Whatever implementation FileUtils has is trying to read in whole files for calculating hash. This is not necessary: calculation is possible by reading content in smaller chunks. In fact it is sort of bad design to require this, instead of simply reading in chunks that are needed (64 bytes?). So maybe you need to use a better library.

Comments

0

You have a lot of solutions:

  1. Don't read all bytes at one time, try to use a BufferedInputStream, and read a lot of bytes every time. But not all the file.

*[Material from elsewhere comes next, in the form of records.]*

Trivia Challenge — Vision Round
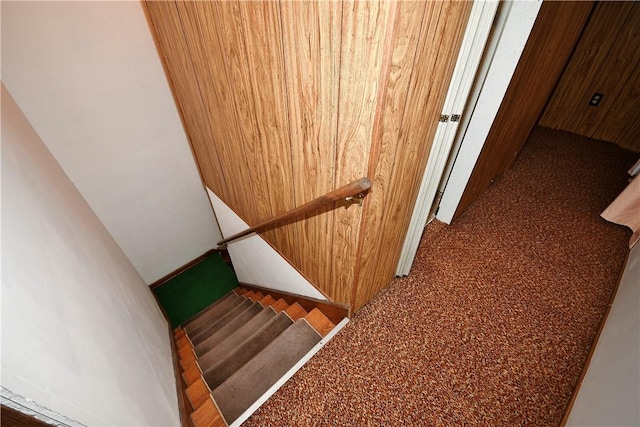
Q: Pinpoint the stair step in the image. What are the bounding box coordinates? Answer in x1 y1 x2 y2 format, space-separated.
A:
183 292 243 335
180 357 198 372
178 346 195 360
191 397 227 427
284 302 308 322
304 308 336 337
259 294 276 307
212 320 321 422
201 313 293 390
233 288 249 297
186 378 211 410
271 298 289 313
244 291 264 302
182 363 202 387
194 303 263 357
189 300 253 345
176 335 193 352
198 308 276 372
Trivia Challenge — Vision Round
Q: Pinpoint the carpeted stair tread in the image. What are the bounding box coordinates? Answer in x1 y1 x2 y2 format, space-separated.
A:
244 291 264 302
194 303 264 357
284 302 308 322
186 378 211 410
189 300 253 346
201 313 293 390
198 308 276 372
260 294 276 307
191 397 227 427
182 363 202 387
271 298 289 313
212 320 321 422
183 292 243 335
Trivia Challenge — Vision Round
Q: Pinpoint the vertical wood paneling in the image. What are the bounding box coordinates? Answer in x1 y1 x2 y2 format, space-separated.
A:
175 2 255 217
540 2 640 151
147 0 471 308
331 1 395 302
144 1 233 206
281 1 342 300
236 1 300 260
354 2 472 309
454 1 593 222
594 66 640 153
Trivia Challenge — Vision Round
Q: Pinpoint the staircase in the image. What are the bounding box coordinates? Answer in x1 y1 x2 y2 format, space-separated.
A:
174 287 348 427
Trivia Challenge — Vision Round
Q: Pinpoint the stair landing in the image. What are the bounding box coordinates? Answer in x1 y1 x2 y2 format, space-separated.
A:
174 287 348 427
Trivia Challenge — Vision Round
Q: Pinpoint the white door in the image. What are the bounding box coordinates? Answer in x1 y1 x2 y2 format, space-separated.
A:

    try (BufferedInputStream fileInputStream = new BufferedInputStream( 
            Files.newInputStream(Paths.get("your_file_here"), StandardOpenOption.READ))) {
    
        byte[] buf = new byte[2048];
        int len = 0;
        while((len = fileInputStream.read(buf)) == 2048) {
            // Add this to your calculation
            doSomethingWithBytes(buf);
        }
        doSomethingWithBytes(buf, len); // Do only with the bytes
                                        // read from the file
    
    
    } catch(IOException ex) {
        ex.printStackTrace();
    }
    
  2. Use C/C++ for such thing, (well, this is unsafe, because you will handle the memory yourself)

2 Comments

Might just use your first option with a table lookup function, ill just have to do some byte manipulation to keep it fast.
There is no sense in using a BufferedInputStream when you have your own (large enough) buffer array at the same time. All you achieve with that, is forcing an unnecessary copying from the BufferedInputStream’s array to your array. When you have your sufficiently sized array, just read form the source InputStream directly.
0

Consider using Guava :

    private final static HashFunction HASH_FUNCTION = Hashing.goodFastHash(32);

   //somewhere later

   final HashCode hash = Files.asByteSource(file).hash(HASH_FUNCTION);

Guava will buffer the reading of the file for you.

1 Comment

Note: I've built a file deduplicator using this method, you can read it here: github.com/amir650/FileDeduplicator/tree/master/src
0

i had this java heap space error on my windows machine and i spend weeks searching online for a solution, i tried increasing my -Xmx value higher but to no success. i even try running my spring boot app with a parameter to increase the heap size during run time with command like one below

mvn spring-boot:run -Dspring-boot.run.jvmArguments="-Xms2048m -Xmx4096m"

but still no success. until i figured out i was running jdk 32 bit which has limited memory size and i had to uninstall the 32 bit and install the 64 bit which solved my issue for me. i hope this help someone with issue similar to mine.